You should tell your doctor right away if you have any of the signs listed below:
- Infections (like TB, blood infections, pneumonia)—fever, tiredness, cough, flu, or warm, red or painful skin or any open sores. REMICADE® can make you more likely to get an infection or make any infection that you have worse.
- Lymphoma, or any other cancers in adults and children.
- Skin cancer—any changes in or growths on your skin.
- Heart failure—new or worsening symptoms, such as shortness of breath, swelling of your ankles or feet, or sudden weight gain.
- Reactivation of HBV—feeling unwell, poor appetite, tiredness, fever, skin rash and/or joint pain.
- Liver injury—jaundice (yellow skin and eyes), dark brown urine, right-sided abdominal pain, fever, or severe tiredness.
- Blood disorders—fever that doesn’t go away, bruising, bleeding or severe paleness.
- Nervous system disorders—numbness, weakness, tingling, changes in your vision or seizures.
- Allergic reactions during or after the infusion—hives, difficulty breathing, chest pain, high or low blood pressure, swelling of face and hands, and fever or chills.
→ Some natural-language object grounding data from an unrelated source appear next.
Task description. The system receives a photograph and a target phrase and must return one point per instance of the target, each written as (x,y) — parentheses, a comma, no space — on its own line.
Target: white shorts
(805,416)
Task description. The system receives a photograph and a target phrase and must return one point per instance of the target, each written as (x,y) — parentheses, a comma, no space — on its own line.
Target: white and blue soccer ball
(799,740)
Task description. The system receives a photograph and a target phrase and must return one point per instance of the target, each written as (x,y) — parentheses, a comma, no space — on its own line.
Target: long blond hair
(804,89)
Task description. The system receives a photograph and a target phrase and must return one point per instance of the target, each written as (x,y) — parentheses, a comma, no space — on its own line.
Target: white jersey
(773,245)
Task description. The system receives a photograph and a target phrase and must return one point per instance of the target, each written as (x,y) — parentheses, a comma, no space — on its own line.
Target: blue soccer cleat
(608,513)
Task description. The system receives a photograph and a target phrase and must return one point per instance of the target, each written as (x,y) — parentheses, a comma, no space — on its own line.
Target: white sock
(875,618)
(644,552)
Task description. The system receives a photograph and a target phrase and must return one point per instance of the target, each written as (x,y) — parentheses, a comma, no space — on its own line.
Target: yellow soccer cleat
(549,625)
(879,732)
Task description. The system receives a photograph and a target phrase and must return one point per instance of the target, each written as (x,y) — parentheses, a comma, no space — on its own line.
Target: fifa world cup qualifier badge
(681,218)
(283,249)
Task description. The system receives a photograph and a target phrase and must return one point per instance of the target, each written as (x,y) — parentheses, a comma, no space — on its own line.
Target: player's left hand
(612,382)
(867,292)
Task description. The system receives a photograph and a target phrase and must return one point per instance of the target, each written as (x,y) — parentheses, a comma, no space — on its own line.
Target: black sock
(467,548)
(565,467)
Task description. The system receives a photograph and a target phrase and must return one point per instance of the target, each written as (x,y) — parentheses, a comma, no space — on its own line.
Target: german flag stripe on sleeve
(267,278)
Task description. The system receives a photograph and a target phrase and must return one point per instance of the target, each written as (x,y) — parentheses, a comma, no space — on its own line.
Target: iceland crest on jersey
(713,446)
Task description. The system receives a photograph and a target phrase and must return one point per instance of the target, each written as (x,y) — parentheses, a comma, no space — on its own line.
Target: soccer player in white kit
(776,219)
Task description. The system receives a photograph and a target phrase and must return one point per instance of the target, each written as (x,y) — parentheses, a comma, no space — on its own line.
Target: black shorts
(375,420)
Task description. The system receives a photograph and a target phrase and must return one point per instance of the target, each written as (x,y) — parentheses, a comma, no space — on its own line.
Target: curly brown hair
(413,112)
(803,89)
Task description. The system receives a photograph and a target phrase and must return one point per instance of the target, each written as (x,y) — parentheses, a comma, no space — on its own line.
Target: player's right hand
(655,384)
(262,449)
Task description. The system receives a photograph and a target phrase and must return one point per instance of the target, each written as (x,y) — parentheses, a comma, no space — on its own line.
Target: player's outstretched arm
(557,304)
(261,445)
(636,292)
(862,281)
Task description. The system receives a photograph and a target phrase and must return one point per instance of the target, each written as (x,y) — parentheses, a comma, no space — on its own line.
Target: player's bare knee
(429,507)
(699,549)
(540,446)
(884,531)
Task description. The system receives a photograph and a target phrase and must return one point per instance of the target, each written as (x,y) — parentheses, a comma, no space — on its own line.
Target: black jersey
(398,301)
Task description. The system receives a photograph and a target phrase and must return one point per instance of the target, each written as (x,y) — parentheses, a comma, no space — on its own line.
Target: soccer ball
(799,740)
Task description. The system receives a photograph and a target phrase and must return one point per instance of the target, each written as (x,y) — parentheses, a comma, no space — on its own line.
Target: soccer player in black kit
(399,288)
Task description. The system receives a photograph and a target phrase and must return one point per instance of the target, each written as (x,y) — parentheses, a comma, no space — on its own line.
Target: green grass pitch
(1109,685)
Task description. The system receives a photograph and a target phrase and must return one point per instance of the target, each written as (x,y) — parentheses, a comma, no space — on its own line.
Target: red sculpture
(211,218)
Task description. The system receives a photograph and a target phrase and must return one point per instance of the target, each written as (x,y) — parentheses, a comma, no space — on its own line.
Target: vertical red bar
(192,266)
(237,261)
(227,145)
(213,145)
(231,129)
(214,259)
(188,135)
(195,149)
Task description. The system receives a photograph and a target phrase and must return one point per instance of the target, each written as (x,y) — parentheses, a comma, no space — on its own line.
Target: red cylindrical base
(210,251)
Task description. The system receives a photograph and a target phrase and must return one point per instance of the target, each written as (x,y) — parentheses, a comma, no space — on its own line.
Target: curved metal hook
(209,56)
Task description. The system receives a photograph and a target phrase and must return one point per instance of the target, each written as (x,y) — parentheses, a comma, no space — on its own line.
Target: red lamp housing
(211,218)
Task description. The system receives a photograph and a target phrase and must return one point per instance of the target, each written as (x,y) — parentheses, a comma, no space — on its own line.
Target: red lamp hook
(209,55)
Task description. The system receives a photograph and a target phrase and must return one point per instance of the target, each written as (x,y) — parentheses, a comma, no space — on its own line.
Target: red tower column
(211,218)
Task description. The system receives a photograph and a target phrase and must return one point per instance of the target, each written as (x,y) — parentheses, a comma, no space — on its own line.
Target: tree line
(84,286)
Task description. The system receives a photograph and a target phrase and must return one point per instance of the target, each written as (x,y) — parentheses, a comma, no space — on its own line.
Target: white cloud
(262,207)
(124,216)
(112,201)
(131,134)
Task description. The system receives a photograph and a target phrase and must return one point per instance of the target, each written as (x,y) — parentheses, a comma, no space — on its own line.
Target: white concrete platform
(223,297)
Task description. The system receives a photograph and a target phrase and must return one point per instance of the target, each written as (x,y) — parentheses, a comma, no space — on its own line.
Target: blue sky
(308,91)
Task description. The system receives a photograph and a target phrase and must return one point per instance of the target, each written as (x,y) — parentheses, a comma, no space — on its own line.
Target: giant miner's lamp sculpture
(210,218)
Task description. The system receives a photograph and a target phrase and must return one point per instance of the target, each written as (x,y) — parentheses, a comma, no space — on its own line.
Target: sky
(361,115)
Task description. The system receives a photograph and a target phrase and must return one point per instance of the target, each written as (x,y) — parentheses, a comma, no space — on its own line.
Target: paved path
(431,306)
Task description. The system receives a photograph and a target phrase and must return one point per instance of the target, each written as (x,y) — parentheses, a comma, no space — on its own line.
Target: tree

- Lupus-like syndrome—chest discomfort or pain that does not go away, shortness of breath, joint pain, rash on the cheeks or arms that gets worse in the sun. The more common side effects with REMICADE® are respiratory infections (that may include sinus infections and sore throat), headache, rash, coughing and stomach pain.
- Psoriasis—new or worsening psoriasis such as red scaly patches or raised bumps on the skin that are filled with pus.
You are encouraged to report negative side effects of prescription drugs to the FDA.